Amazon EKS and AWS Fargate simplify cloud infrastructure management, allowing developers to focus on application development. However, these abstractions also make debugging production issues more challenging, particularly in regulated environments. Debugging becomes even more difficult with complex distributed systems and event-driven architectures, as the hands-off management and ephemeral nature of these frameworks limit visibility and remove evidence of issues.

To address and improve application and debugging in EKS and Fargate, it's recommended that developers:

  • Learn more about Kubernetes (so much for that abstraction and time savings!)
  • Implement pervasive logging and centralized collection
  • Create container-level health checks
  • Implement tracing and correlation IDs to map those cross-system interactions

What’s missing, however, is a way for developers to gain access to the state of problematic containers so they can view heap, thread and TCP dumps and stack traces.

In this session, we’ll show how you can expedite debugging of applications running on EKS and Fargate with PagerDuty Process Automation.
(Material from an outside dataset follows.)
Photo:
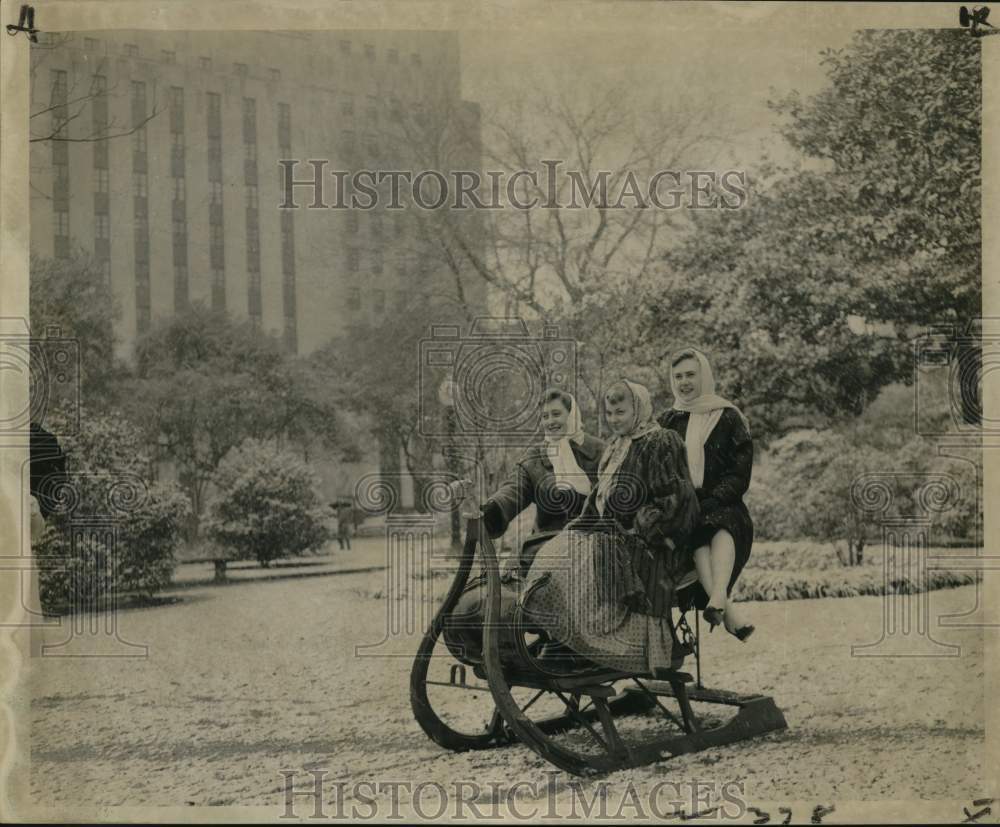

We’ll demonstrate how to automate preservation of ephemeral container states during incident response. You’ll see how incident responders can collect necessary information for developers to create permanent fixes as part of their remediation efforts.

Key Takeaways:

  • Advantages Amazon EKS and AWS Fargate offer developers creating and deploying complex distributed applications
  • How these same advantages also cause challenges when it comes time to debug issues.
  • How PagerDuty Process Automation helps operators quickly triage, diagnose and remediate incidents in applications running on Amazon EKS and AWS Fargate.
  • How automated diagnosis of incidents can also automatically capture and persist ephemeral container states to help developers rapidly identify root causes and create a fix faster.

Jeremiah Lodise
Sr Solutions Consultant - PagerDuty
Jeremiah is a field engineer focused on helping PagerDuty customers apply automation and AIOps to speed up operations, resolve incidents faster, and improve the lives of engineers by automating away toil. Before PagerDuty, he worked as a field engineer helping customers eliminate risk in identity and fraud in online transactions, and spent several years working with GIS systems.